College of Geomatics, Shandong University of Science and Technology, Qingdao 266590, China.
State Key Laboratory of Remote Sensing Science, Institute of Remote Sensing and Digital Earth of Chinese Academy of Sciences, Beijing 100101, China.
Sensors (Basel). 2019 Mar 9;19(5):1207. doi: 10.3390/s19051207.
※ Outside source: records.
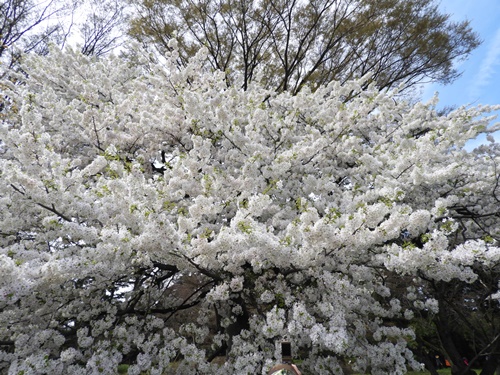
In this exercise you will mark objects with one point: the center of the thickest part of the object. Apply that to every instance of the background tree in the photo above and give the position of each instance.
(25, 24)
(266, 216)
(286, 44)
(104, 27)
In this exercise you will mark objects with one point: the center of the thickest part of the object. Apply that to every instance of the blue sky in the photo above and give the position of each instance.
(480, 79)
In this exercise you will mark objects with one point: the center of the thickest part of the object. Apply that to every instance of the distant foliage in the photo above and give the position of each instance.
(154, 216)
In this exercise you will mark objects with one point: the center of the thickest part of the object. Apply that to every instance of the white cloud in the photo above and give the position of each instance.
(487, 68)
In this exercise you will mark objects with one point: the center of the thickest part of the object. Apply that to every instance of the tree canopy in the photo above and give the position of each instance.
(155, 217)
(287, 44)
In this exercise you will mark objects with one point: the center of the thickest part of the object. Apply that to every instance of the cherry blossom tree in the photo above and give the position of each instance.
(152, 216)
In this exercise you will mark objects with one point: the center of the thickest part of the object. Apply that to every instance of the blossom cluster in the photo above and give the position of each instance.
(154, 217)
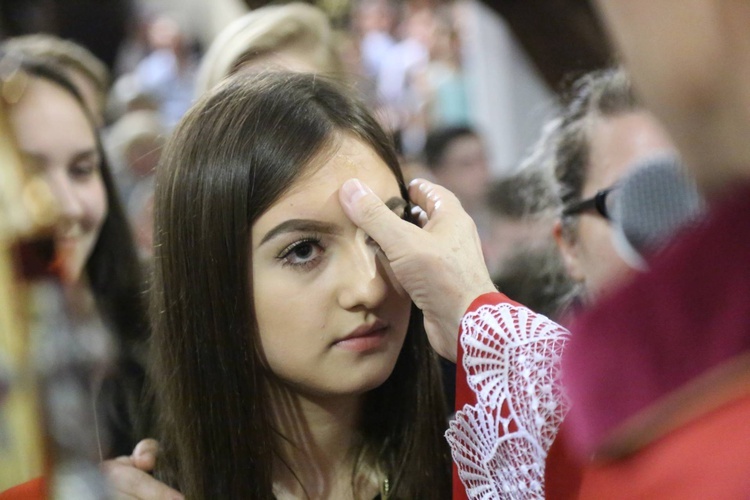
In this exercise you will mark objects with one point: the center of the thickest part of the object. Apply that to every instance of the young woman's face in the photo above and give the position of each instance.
(57, 142)
(331, 320)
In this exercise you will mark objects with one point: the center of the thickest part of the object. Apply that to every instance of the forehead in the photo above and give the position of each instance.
(315, 194)
(46, 111)
(619, 142)
(349, 158)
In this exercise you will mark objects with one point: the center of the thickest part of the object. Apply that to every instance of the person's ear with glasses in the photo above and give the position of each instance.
(602, 203)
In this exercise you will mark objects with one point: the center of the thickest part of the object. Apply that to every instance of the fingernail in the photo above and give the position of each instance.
(353, 190)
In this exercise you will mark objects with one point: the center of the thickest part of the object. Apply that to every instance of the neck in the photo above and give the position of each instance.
(317, 446)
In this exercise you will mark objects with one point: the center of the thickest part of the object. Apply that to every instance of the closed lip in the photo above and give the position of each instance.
(365, 330)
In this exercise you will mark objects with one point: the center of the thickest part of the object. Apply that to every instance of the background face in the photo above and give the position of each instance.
(317, 278)
(57, 142)
(464, 169)
(617, 143)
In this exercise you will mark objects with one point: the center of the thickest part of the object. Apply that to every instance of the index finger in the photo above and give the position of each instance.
(367, 211)
(431, 197)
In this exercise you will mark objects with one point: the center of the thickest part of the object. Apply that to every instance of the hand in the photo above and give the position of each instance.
(440, 266)
(129, 477)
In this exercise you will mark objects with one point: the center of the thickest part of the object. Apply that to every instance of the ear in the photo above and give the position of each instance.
(569, 251)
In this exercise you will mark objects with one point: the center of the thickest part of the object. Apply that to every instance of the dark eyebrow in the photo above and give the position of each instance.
(300, 225)
(41, 159)
(396, 203)
(314, 226)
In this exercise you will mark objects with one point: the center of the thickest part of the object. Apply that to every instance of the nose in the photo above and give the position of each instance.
(363, 284)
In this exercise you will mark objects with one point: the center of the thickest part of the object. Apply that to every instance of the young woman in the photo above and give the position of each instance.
(57, 139)
(288, 362)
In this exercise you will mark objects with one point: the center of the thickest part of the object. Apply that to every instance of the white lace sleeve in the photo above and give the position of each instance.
(512, 361)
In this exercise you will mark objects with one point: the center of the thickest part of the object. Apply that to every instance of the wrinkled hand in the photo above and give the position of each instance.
(440, 265)
(129, 477)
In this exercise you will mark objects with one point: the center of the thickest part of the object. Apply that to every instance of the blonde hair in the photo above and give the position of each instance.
(64, 54)
(269, 30)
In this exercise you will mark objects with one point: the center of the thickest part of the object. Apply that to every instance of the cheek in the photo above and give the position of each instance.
(95, 203)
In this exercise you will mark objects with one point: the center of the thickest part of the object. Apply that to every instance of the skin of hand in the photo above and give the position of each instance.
(440, 265)
(129, 477)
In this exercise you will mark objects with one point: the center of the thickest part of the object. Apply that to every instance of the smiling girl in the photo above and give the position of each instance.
(290, 364)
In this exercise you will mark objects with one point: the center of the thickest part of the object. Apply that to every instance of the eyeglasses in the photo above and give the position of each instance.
(602, 202)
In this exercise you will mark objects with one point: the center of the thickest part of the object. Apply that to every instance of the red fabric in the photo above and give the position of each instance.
(36, 489)
(562, 473)
(464, 395)
(688, 314)
(708, 458)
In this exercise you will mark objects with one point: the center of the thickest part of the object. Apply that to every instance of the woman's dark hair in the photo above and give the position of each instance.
(233, 155)
(602, 93)
(115, 278)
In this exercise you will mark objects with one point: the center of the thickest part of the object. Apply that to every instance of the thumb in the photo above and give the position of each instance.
(369, 213)
(145, 454)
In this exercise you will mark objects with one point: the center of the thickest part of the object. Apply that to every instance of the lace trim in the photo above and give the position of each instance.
(512, 361)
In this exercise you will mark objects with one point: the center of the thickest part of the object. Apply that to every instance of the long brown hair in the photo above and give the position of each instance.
(232, 156)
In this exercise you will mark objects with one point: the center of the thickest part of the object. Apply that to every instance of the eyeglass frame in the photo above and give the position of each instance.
(598, 202)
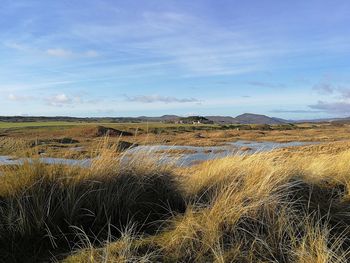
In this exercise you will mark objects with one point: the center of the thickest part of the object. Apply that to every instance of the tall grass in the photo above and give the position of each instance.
(268, 207)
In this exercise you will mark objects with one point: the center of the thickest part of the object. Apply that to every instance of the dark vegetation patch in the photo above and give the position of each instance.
(42, 218)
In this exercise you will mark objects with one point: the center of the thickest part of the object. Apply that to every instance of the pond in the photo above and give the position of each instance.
(182, 155)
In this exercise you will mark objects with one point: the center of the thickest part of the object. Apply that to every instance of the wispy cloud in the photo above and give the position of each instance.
(266, 84)
(20, 98)
(158, 98)
(324, 88)
(59, 100)
(65, 53)
(341, 107)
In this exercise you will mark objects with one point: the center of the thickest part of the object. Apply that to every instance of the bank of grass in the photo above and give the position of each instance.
(271, 207)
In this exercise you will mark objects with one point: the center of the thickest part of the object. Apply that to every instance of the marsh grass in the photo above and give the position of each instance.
(267, 207)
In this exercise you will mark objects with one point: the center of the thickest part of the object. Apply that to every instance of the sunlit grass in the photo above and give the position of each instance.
(268, 207)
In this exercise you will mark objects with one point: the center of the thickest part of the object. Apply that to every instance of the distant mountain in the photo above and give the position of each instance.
(222, 119)
(250, 118)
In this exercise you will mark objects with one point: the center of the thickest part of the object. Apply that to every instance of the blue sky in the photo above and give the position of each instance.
(289, 59)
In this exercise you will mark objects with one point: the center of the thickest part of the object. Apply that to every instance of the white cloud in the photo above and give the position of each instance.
(158, 98)
(59, 100)
(66, 53)
(21, 98)
(59, 52)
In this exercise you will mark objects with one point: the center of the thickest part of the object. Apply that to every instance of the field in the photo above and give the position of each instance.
(287, 205)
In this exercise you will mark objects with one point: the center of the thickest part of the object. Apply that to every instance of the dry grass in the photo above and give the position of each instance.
(269, 207)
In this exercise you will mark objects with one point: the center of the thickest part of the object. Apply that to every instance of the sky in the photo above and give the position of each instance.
(289, 59)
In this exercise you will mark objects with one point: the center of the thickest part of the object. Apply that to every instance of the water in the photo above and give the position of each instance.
(191, 154)
(7, 160)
Accurately estimating fine ambient particulate matter (PM) is important to assess air quality and to support epidemiological studies. To analyze the spatiotemporal variation of PM concentrations, previous studies used different methodologies, such as statistical models or neural networks, to estimate PM. However, there is little research on full-coverage PM estimation using a combination of ground-measured, satellite-estimated, and atmospheric chemical model data. In this study, the linear mixed effect (LME) model, which used the aerosol optical depth (AOD) from the Moderate Resolution Imaging Spectroradiometer (MODIS), meteorological data, normalized difference vegetation index (NDVI), and elevation data as predictors, was fitted for 2017 over Beijing⁻Tianjin⁻Hebei (BTH). The LME model was used to calibrate the PM concentration using the nested air-quality prediction modeling system (NAQPMS) simulated with ground measurements. The inverse variance weighting (IVW) method was used to fuse satellite-estimated and model-calibrated PM. The results showed a strong agreement with ground measurements, with an overall coefficient (²) of 0.78 and a root-mean-square error (RMSE) of 26.44 μg/m³ in cross-validation (CV). The seasonal ² values were 0.75, 0.62, 0.80, and 0.78 in the spring, summer, autumn, and winter, respectively. The fusion results supplement the lack of satellite estimates and can capture more detailed information than the NAQPMS model. Therefore, the results will be helpful for pollution process analyses and health-related studies.
准确估计细颗粒物(PM)对于评估空气质量和支持流行病学研究非常重要。为了分析 PM 浓度的时空变化,先前的研究使用了不同的方法,如统计模型或神经网络,来估计 PM。然而,使用地面测量、卫星估计和大气化学模型数据的组合来进行全面覆盖的 PM 估计的研究很少。在这项研究中,使用了线性混合效应(LME)模型,该模型使用了中分辨率成像光谱仪(MODIS)的气溶胶光学深度(AOD)、气象数据、归一化差异植被指数(NDVI)和海拔数据作为预测因子,对 2017 年京津冀地区进行了拟合。LME 模型用于校准使用地面测量模拟的嵌套空气质量预测建模系统(NAQPMS)中 PM 浓度。逆方差加权(IVW)方法用于融合卫星估计和模型校准的 PM。结果与地面测量数据具有很强的一致性,交叉验证的总体系数(²)为 0.78,均方根误差(RMSE)为 26.44μg/m³。在春季、夏季、秋季和冬季,季节 ² 值分别为 0.75、0.62、0.80 和 0.78。融合结果补充了卫星估计的不足,可以比 NAQPMS 模型更准确地捕捉更详细的信息。因此,这些结果将有助于污染过程分析和与健康相关的研究。